Show that $\lim_{|y|\to\infty}|y|^{n-2}u(y)>0$

Question

For $n\ge 3$,Let $u\in C^2(R^n) $, $\Delta u\le 0, u>0$ in $R^n$ ,show that $\lim_{|y|\to\infty}|y|^{n-2}u(y)>0$.

I consider the maximum principle,but I don't know how to deal with.

Answer 1

I don't know if the limit necessarily exists, but you can at least show that $\liminf_{y\to \infty} |y|^{n-2}u(y)>0$. I've sketched the argument below.

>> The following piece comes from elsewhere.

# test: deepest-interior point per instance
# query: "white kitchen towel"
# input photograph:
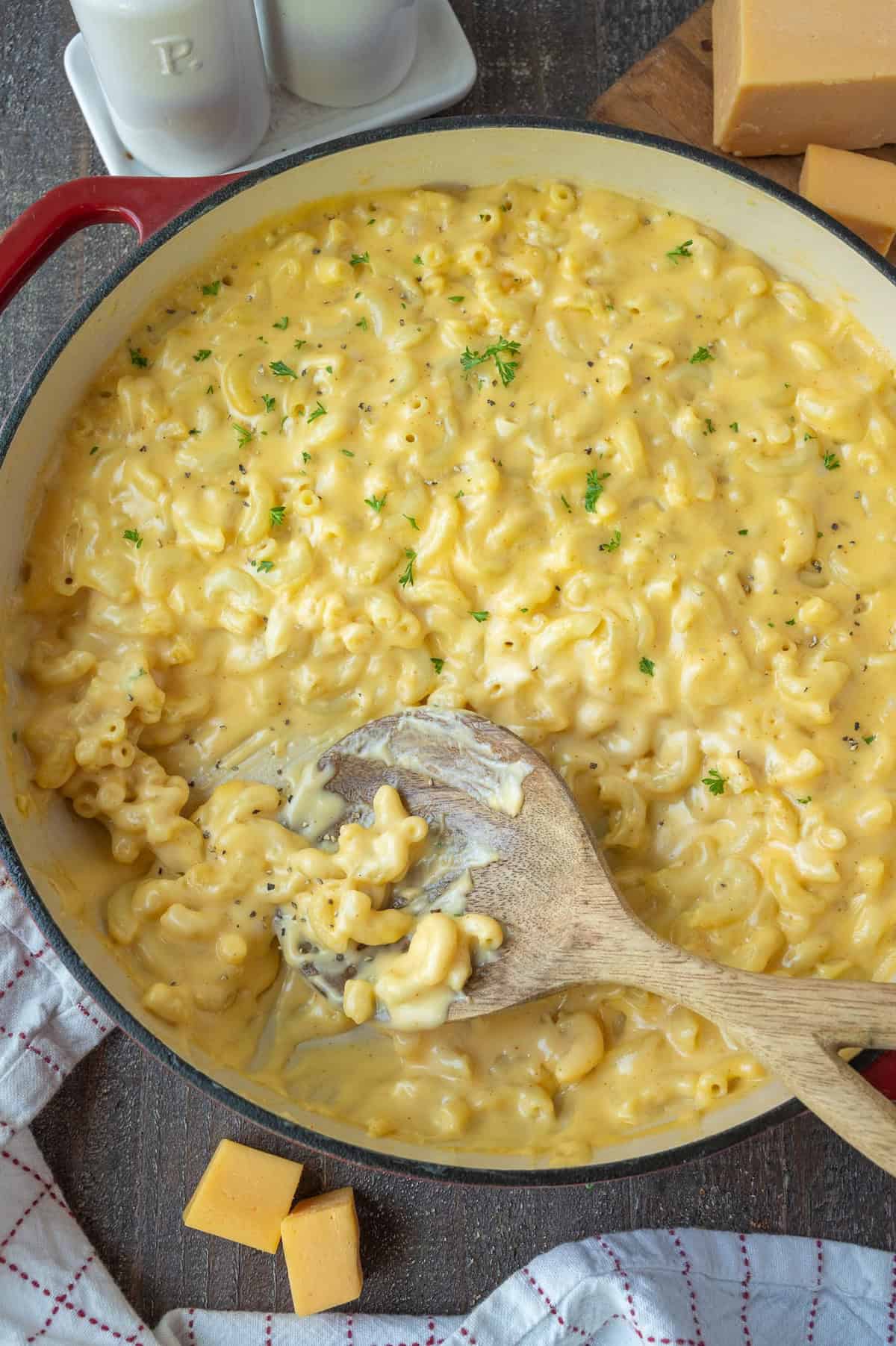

Recall the (scaled) fundamental solution $G(x) := |x|^{2-n}$ is harmonic away from $x=0$. Hence $u-cG$ is superharmonic ($\Delta (u-cG)\leq 0$) away from the origin for any constant $c$. Choose a constant $c>0$ small enough so that that $u(x) - cG(x)\geq 0$ for all $|x|=1$. This is possible because $u>0$ and $u$ is continuous, so $u$ assumes a positive minimum on the set $\{x\, : \, |x|=1\}$.

Now consider the annulus $A_R=\{x \, : \, 1 \leq |x| \leq R\}$, where $R>1$. By the maximum principle, $u-cG$ attains its minimum value over $A_R$ on the boundary, either $|x|=1$ or $|x|=R$. For $|x|=1$ we have $u(x)-cG(x)\geq 0$. For $|x|=R$ we have

$$u(x) - cG(x) \geq -cR^{2-n}.$$

Therefore, for all $x \in A_R$ we have

$$u(x) \geq cG(x) -cR^{2-n}.$$

Send $R\to \infty$ to find that $u\geq cG$ on the domain $|x|\geq 1$. Therefore

$$\liminf_{y\to \infty} |y|^{n-2}u(y) \geq c>0.$$